Back in Chicago again, it is almost certain that Minnie knew that the murders were happening. It is suspected that she went along with it and may have even instigated some of the murders due to her extreme jealousy. Holmes eventually confessed to killing Minnie, and it is believed she was put in the acid vat in the cellar.
Paying the Piper
Holmes was finally arrested in Boston while trying to escape the country by steamboat. He was held on an outstanding warrant for the horse theft swindle he thought he had gotten away with in Texas.
Detective Frank Geyer was tasked with finding evidence to put Holmes away. Holmes was charged with murder after police found evidence of human remains in the cellar of his Chicago hotel and the bodies of the three Pitezel children.
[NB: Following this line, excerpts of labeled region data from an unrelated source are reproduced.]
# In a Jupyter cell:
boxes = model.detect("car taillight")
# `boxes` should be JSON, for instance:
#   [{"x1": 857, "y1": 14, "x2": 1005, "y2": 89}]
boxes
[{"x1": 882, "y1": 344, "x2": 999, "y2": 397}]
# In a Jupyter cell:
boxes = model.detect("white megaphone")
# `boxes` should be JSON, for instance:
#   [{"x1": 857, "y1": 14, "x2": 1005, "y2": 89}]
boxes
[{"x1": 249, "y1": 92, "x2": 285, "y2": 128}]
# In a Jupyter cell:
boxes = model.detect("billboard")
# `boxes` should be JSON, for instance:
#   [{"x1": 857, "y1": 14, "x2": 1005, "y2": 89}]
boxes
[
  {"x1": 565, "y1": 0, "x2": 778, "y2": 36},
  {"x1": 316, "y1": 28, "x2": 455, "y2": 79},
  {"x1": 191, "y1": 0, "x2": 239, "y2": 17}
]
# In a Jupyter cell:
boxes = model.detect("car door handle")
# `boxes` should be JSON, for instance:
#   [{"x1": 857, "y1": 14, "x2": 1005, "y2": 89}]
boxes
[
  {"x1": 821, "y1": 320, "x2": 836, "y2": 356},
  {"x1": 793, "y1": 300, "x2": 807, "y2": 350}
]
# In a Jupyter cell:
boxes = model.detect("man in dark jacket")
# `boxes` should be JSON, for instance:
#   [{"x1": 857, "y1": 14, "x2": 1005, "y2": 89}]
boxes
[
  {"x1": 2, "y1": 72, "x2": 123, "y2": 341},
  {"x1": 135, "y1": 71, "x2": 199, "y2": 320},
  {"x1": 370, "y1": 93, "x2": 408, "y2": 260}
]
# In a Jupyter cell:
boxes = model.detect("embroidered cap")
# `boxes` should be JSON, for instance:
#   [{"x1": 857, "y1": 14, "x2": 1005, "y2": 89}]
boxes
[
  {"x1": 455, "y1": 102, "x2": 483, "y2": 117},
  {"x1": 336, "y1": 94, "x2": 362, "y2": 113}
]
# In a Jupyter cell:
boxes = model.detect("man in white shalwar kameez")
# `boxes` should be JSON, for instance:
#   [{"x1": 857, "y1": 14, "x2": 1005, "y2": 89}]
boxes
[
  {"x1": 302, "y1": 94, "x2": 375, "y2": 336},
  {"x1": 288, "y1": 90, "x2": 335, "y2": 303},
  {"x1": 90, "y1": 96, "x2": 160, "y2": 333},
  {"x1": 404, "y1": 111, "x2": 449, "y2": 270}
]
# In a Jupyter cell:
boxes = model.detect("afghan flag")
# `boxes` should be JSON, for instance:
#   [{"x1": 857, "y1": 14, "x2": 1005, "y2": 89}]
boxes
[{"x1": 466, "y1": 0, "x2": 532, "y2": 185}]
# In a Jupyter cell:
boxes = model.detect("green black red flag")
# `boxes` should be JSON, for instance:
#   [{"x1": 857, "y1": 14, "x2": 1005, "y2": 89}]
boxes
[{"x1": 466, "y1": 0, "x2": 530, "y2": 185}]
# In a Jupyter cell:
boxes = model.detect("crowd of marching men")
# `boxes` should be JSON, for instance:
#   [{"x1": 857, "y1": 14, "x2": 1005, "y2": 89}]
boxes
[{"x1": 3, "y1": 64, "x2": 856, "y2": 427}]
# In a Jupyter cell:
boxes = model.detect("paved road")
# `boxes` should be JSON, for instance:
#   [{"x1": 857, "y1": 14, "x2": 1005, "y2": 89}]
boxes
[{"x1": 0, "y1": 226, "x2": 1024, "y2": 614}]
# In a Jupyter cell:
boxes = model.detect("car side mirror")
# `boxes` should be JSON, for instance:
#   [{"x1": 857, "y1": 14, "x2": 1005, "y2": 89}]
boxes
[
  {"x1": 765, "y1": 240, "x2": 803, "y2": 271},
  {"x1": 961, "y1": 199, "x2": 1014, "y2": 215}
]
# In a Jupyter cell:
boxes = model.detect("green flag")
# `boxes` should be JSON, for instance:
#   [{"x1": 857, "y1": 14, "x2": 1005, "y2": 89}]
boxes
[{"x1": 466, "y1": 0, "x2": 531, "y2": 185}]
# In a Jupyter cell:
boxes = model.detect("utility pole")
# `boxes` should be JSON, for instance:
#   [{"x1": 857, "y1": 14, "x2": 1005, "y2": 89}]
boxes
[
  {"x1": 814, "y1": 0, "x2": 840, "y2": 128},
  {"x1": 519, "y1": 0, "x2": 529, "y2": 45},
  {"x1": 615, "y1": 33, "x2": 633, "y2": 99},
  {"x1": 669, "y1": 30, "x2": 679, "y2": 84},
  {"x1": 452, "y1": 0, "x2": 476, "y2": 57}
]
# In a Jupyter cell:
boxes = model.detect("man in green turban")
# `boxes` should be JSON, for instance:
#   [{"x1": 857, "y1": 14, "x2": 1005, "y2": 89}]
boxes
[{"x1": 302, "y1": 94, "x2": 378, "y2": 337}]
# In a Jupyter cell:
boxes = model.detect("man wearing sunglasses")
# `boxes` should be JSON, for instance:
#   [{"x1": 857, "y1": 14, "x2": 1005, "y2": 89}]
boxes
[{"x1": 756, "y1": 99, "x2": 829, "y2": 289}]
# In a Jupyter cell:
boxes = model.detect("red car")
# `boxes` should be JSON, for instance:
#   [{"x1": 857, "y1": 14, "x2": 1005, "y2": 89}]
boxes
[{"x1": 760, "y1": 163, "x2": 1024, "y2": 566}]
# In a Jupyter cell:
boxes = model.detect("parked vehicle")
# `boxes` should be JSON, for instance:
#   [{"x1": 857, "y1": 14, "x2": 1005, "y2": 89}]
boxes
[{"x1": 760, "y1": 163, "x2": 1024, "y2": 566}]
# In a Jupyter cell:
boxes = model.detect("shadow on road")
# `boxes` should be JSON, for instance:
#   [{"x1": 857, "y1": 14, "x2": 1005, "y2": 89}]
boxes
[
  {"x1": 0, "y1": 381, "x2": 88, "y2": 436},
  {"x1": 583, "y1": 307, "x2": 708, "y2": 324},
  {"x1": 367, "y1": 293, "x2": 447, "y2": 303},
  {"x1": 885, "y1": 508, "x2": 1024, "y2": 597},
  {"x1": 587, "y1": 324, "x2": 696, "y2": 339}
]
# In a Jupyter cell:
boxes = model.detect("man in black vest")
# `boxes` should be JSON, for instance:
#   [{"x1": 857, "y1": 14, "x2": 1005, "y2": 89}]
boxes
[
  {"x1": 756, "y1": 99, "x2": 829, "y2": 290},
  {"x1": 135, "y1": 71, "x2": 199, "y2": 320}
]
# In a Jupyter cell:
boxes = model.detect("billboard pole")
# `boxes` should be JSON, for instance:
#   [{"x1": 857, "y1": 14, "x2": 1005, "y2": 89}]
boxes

Geyer wrote the first book on Holmes in 1896, The Holmes-Pitezel Case. It gives a full-length account of the trial including court transcripts. It also includes evidence not used in court and autobiographical pieces that Holmes wrote.
The trial began in Philadelphia in 1895 and lasted a week. It was a national sensation. On the first day of his trial, Holmes dismissed his attorneys. During the jury selection process, he tried to have removed potential jurors if they had read anything about him in the newspapers, but the judge did not allow it.
Holmes was praised by the papers for his performance in the courtroom initially. He seemed to be familiar with various aspects of the law as seen when he asked for an analysis of the liquid poison he had allegedly used and the toxicology reports. Overall, however, Holmes provided an inadequate defense.
In his last hours, Holmes met with priests but refused to repent. He was hung in 1896 after confessing to 27 murders, nine of which were confirmed. It is believed that the body count was as high as 200.
The Chicago Murder Castle burned while Holmes was in prison in 1895. While much of the building was damaged, it survived the blaze. It wasn't until 1938 that it was torn down.